Hoje a Alma raptou-me.
E então, senhor pintor, em que é que ficamos, fazemo-nos à vida no mundo dos artistas?

Não tinha escapatória, os seus olhos entranham-se e desatam-me as palavras.
Como podes ver estou em modo caos, tenho a barba intratável, pareço um piolhoso sem teto, mas sim, vamos, sim, hoje vou ser o teu príncipe pintor!

Riu alto e depois abriu a boca.
Eu, corpo de anjo, eu quero ficar perto de ti e levar-te ao colo, zelar a tua alma, ser sempre tua sem o ser.

Conhecemo-nos nos bancos das Belas Artes. Ela chegou trazendo a sua imponência de origem francesa, elegante, altiva, inteligente, que desfilava com sobriedade e eloquência, deixando a escorrer baba de desejo a quem, por um acaso ou fortuna, se cruzasse com o seu destino. Pousou os olhos em mim e não mais os deixou.

Tu não és meu, és do meu coração para sempre, Adriano.

Amamo-nos despudoradamente. Em cada despertar vimos uma manhã de promessa. Pintávamos juntos, partilhando a paleta e até as telas. Vivíamos nus, seguindo apenas o ritmo do outro, o desejo e a pintura. Depois conheci o Alexandre e ele entrou sem pedir permissão. Apanhou-nos desprevenidos. Foi avassalador. Mas a Alma cumpriu a sua promessa.

Tu não és meu, és do meu coração para sempre, Adriano.

O amor é um lugar incómodo. O Alexandre entretanto partiu. Desarmei-me. Despedi-me do desejo de sentir o calor da pele de um outro. Refugiei-me no atelier.

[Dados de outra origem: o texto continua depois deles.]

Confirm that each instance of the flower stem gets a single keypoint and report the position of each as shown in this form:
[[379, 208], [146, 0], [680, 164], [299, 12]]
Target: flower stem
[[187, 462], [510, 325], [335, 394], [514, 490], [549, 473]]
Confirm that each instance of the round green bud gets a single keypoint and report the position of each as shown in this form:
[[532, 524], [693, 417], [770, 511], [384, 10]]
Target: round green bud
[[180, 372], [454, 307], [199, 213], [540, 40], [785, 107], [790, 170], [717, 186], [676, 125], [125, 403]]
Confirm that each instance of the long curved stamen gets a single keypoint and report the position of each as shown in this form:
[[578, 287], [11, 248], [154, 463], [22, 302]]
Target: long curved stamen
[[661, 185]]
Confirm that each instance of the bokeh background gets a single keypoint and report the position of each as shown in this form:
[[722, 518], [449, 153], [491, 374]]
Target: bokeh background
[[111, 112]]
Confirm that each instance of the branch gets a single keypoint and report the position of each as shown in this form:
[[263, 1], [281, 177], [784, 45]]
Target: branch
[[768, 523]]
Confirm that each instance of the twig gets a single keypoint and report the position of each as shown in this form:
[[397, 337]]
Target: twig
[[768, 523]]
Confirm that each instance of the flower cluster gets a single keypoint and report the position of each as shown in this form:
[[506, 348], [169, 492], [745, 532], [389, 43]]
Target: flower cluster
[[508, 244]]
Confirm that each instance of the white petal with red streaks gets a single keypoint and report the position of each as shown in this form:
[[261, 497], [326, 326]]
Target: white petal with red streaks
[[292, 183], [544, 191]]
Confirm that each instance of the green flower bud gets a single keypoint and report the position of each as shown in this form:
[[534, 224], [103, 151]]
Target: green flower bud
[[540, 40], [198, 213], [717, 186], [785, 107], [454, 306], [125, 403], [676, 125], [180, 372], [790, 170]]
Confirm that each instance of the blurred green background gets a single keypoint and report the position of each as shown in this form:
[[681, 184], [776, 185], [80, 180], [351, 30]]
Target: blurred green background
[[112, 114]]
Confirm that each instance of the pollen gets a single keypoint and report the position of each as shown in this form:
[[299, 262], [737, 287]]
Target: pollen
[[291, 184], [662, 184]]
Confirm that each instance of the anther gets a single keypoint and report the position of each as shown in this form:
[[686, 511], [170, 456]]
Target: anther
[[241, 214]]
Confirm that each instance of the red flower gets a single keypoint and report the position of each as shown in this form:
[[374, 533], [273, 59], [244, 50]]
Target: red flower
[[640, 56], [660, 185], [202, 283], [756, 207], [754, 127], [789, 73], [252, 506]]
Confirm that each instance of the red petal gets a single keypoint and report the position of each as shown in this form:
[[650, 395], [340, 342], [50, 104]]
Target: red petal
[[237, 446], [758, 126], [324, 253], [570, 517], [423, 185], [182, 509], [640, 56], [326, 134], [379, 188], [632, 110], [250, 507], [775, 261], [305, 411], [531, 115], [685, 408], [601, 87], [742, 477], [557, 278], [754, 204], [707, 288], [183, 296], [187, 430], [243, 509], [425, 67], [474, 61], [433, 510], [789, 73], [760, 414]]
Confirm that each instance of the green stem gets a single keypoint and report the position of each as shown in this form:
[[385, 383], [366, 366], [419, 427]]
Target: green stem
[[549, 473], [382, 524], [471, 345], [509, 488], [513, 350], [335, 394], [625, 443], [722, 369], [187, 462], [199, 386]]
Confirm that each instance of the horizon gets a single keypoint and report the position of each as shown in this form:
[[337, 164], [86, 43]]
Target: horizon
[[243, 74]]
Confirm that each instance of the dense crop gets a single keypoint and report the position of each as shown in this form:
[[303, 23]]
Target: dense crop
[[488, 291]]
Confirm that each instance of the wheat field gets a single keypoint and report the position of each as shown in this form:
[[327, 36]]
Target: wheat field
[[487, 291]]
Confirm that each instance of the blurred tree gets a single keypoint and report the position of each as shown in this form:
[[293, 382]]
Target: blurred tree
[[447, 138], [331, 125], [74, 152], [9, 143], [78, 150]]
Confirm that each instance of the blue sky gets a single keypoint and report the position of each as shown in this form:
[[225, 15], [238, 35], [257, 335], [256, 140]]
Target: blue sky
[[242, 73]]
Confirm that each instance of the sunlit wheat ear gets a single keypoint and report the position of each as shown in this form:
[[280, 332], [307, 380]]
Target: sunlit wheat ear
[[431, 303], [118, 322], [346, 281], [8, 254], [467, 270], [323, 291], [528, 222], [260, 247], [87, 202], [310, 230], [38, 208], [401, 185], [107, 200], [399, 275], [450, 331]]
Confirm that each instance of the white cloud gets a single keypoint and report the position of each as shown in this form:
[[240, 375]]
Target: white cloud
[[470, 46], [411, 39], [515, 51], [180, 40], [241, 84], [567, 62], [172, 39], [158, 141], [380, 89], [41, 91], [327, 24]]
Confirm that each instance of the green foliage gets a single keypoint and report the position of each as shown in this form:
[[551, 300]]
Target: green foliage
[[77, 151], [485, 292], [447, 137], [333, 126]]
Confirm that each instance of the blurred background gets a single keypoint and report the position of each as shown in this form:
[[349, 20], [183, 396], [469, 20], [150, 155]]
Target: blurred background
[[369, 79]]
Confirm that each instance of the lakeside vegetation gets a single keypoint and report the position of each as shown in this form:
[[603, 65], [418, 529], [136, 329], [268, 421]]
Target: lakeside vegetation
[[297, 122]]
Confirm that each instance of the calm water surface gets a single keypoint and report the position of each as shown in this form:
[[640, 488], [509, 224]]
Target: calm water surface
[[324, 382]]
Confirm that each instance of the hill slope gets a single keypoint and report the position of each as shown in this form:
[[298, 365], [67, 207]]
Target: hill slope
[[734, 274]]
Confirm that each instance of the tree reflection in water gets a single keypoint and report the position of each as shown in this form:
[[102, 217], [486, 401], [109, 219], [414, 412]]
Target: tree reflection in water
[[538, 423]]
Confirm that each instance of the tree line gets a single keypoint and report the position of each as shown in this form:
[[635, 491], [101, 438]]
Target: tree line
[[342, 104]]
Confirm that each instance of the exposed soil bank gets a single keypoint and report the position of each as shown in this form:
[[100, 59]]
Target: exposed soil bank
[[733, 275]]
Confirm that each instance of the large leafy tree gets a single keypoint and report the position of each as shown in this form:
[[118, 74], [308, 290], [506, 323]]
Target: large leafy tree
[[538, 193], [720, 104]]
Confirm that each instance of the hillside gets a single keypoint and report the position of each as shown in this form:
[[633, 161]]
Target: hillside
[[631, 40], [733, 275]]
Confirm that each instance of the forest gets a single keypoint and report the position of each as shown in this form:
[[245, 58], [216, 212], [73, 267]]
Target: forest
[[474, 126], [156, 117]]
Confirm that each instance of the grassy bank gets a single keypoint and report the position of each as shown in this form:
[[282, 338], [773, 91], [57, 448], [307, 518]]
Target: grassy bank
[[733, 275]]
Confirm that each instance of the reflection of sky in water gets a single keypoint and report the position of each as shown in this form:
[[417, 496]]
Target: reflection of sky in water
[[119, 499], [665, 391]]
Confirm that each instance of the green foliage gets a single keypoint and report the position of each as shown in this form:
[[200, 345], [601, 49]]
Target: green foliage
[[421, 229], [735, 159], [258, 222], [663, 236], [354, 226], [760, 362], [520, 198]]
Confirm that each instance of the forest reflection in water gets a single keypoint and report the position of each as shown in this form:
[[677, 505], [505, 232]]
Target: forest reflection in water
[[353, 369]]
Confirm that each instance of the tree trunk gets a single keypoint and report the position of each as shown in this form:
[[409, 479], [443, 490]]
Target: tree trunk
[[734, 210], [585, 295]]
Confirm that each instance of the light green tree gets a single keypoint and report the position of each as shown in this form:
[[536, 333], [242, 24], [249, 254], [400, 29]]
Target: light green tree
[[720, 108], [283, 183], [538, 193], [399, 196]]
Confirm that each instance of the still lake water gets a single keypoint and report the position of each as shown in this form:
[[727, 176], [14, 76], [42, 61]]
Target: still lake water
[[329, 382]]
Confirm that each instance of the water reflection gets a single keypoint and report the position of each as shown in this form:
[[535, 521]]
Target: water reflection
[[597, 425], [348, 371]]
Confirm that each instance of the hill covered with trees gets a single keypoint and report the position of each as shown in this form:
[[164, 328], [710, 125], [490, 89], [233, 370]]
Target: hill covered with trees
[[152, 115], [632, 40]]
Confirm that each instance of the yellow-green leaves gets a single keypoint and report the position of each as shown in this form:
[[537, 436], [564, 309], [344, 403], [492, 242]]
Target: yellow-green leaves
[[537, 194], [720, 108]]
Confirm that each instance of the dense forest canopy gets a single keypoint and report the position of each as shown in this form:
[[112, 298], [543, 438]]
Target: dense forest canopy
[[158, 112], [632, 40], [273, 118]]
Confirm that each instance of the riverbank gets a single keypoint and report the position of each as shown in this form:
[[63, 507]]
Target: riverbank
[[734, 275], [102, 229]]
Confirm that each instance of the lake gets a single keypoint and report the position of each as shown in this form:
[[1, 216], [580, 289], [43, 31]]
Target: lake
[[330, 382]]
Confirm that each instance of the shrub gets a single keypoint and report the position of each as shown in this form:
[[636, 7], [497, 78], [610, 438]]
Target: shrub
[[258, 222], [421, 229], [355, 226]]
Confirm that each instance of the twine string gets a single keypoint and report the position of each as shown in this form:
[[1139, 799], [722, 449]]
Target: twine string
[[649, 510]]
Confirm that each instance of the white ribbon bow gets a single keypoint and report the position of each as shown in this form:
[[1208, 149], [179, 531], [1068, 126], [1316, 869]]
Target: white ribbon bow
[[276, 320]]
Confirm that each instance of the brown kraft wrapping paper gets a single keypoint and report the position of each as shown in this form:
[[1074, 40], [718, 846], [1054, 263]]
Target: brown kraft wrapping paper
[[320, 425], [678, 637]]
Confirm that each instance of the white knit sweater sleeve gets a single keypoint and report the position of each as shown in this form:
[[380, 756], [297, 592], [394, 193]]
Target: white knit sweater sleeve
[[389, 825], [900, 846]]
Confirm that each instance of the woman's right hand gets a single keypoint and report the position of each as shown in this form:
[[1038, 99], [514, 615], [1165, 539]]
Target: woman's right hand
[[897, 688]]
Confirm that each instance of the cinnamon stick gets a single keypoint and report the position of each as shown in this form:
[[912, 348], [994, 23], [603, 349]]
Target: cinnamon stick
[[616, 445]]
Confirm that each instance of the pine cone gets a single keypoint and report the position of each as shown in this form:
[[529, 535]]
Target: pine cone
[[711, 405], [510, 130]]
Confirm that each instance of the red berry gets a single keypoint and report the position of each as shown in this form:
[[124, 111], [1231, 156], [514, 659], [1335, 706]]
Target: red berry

Quando hoje entrei no palacete do António Maria, fui apanhado na torrente quente dos abraços, senti-me o príncipe que prometera ser e deixei-me ir, quebrei a promessa, cedi aos encantos, trespassei as portas do paraíso e sorri aos olhares benevolentes, bebi do champanhe que corria de mão em mão, dancei agarrado à Alma, rindo da minha perdição, rindo do amor, embriagado numa combustão de humanidade que julgara perdida. Depois uma mão quente e delicada fez-me levitar até um quarto em tons de azul no primeiro andar. O António Maria decidira capturar-me, tomar posse do seu domínio, fazer de mim o seu prémio, alimento e troféu. Foi um erro do destino, um passo mal calculado, um azar que derrapou. Deixei-o junto ao calor da lareira, morto. Estou de volta ao meu soturno atelier. A pintura é a única salvação do pintor.